We consider the solution to a differential equation

$\mathcal L \psi - f = 0.$

Neural network is quite similar to finite element method. In terms of finite element method, we can write down a neural network structured form of a function [Freitag2007]

$\psi(x_i) = A(x_i) + F(x_i, \mathcal N_i),$

where $$\mathcal N$$ is the neural network structure. Specifically,

$\mathcal N_i = \sigma( w_{ij} x_j + u_i ).$

The function is parameterized using the network. Such parameterization is similar to collocation method in finite element method, where multiple basis is used for each location.

One of the choice of the function $$F$$ is a linear combination,

$F(x_i, \mathcal N_i) = x_i \mathcal N_i,$

and $$A(x_i)$$ should take care of the boundary condition.

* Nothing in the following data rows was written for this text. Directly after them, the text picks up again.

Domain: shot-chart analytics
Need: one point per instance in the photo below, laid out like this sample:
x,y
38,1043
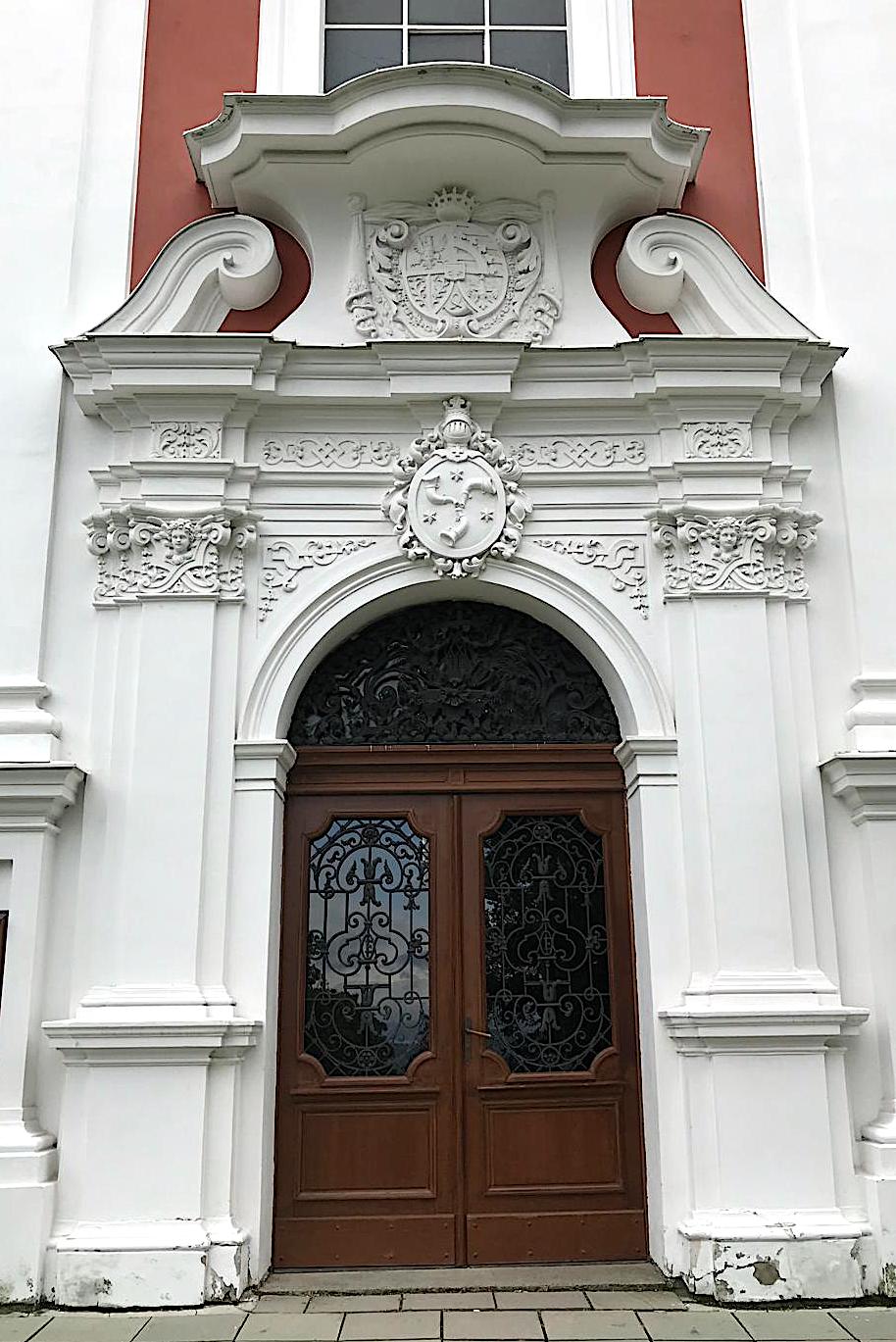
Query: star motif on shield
x,y
456,497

Relation to finite element method

This function is similar to the finite element function basis approximation. The goal in finite element method is to find the coefficients of each basis functions to achieve a good approximation. In ANN method, each sigmoid is the analogy to the basis functions, where we are looking for both the coefficients of sigmoids and the parameters of them. These sigmoid functions are some kind of adaptive basis functions.

With such parameterization, the differential equation itself is parameterized such that

$\mathcal L \psi - f = 0,$

such that the minimization should be

$\lvert \mathcal L \psi - f \rvert^2 \to 0$

at each point.

## References and Notes¶

 [Freitag2007] Freitag, K. J. (2007). Neural networks and differential equations.